Younger children prefer blander foods not because they lack sophistication, but because even the simplest taste overwhelms their unfiltered receptivity. Anyone exposed to babies know that anything within the grasp of an infant is first put into the baby’s mouth, to be chewed on and swallowed if possible. I, personally, have been chewed by more babies than I care to remember, and that includes kittens and puppies in addition to human babies.

And be honest — did you really believe your Older Significant Person when he or she said the fire or the stove was hot? The first time?

Survival dictates that we learn from our senses, quickly, until we’re at an age of reason and can think our way out of troubles.

(With wars and crime and addictions to various materials, I’m not quite sure when the age of reason will hit, but I have hopes for the future.)

As we mature and rely on our senses less, we have to find larger and larger sensory inputs in order to break into the creaking, whirring, machines that are our minds.

We increase our use of spices as we burn our mouths with the hottest peppers and chilis, not stopping until we literally sweat from five-star Thai food or five alarm chili. Why use one clove of garlic when we can use 40?

We use packaged apple pie smell and packaged lemon smell and packaged “Spring Fresh Scent” and so on, until our homes and our bodies reek of undifferentiated stink.

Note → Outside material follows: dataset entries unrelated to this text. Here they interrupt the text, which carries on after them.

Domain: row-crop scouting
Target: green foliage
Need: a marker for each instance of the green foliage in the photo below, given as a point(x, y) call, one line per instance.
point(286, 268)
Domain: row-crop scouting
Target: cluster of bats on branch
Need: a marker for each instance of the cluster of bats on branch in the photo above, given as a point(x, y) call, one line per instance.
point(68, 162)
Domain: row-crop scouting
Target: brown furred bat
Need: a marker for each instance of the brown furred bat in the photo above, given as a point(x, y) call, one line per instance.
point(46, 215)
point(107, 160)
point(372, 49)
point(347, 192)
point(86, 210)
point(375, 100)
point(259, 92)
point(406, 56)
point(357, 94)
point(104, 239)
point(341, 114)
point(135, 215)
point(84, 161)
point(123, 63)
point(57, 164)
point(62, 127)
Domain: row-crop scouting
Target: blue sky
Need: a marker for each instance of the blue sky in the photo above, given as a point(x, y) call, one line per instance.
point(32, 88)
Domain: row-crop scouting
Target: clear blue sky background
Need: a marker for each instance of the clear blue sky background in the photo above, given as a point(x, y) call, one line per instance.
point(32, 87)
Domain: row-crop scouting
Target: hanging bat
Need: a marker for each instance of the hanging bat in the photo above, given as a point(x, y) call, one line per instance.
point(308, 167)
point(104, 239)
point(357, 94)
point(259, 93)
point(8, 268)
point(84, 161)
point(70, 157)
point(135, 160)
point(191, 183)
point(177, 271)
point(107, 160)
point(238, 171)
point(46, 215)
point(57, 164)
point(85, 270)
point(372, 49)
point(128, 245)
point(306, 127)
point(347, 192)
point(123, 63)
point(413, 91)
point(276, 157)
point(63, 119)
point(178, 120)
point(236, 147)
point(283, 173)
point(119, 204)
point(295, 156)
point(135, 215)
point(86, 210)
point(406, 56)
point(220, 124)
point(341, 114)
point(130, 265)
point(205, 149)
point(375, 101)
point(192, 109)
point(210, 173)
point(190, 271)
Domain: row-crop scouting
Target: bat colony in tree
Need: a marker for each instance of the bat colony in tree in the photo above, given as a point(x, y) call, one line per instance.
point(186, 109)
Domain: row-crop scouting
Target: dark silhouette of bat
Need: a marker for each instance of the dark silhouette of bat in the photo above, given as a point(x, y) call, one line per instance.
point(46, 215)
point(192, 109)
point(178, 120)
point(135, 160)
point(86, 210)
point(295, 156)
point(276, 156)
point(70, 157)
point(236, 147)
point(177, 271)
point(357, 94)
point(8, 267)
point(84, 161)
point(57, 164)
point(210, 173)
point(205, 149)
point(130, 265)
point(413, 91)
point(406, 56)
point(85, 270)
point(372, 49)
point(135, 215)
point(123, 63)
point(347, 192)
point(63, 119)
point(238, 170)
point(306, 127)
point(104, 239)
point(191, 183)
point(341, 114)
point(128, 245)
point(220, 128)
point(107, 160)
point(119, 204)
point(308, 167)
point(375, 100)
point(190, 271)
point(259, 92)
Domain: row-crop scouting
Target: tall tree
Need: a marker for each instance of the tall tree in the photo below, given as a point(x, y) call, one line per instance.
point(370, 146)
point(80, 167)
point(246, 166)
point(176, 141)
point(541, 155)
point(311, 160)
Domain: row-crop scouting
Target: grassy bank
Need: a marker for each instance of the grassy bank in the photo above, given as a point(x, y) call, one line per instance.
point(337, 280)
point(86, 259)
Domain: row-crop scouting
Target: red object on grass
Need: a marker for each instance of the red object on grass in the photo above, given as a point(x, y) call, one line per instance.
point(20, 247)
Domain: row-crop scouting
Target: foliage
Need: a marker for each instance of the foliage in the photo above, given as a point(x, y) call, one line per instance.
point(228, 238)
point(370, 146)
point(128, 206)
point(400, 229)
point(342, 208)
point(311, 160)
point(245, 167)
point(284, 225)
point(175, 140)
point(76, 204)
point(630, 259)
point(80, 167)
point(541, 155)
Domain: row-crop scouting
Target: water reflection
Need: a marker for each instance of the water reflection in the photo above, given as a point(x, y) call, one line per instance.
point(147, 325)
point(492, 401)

We buy books on how to touch each other, how to touch our children, and even the appropriate way to perform a handshake. For instance, I read that before going into an interview, always go to the restroom, wash your hands in warm water and then dry them completely. When grasping hand, do so with confidence, firm but not too firm. No cold and clammy hands. No weak and tentative grasp.

We think, therefore we are. Or the Postmodern equivalent — it thinks therefore I am only if I recognize that I have the capacity of thought to appreciate that it thinks independent of its own capability of understanding that it can think without being aware of its own self and its own appreciation of self within a greater cosmic awareness.

Me thinks, at times, we think too much.

Isn’t it nice when we shut down our minds and let our child out to play?

To breath the salty, weedy smell of freshly mown hay or the rich, fresh smell of huckleberry plants in the midst of tall green pines. To close eyes and drink in the scent of freshly baked bread, or clean laundry hung out to dry. To walk in gardens of lavender and lilacs.

To taste a wild strawberry, still warm from the sun. To savor the sweet crispness of a fresh apple or the bite of good, sharp cheese. And chocolate. Mustn’t forget chocolate — the only taste known to break through even the most dedicated intellect.

To touch a stone worn smooth by flowing water and to feel its coolness and the softness of its surface. To hold sand in your hand and let it slip through your fingers. To face someone you love and move your hand slowly and gently down their face, from temple to chin, feeling the curves until you place two fingers lightly on lips soon joined to yours.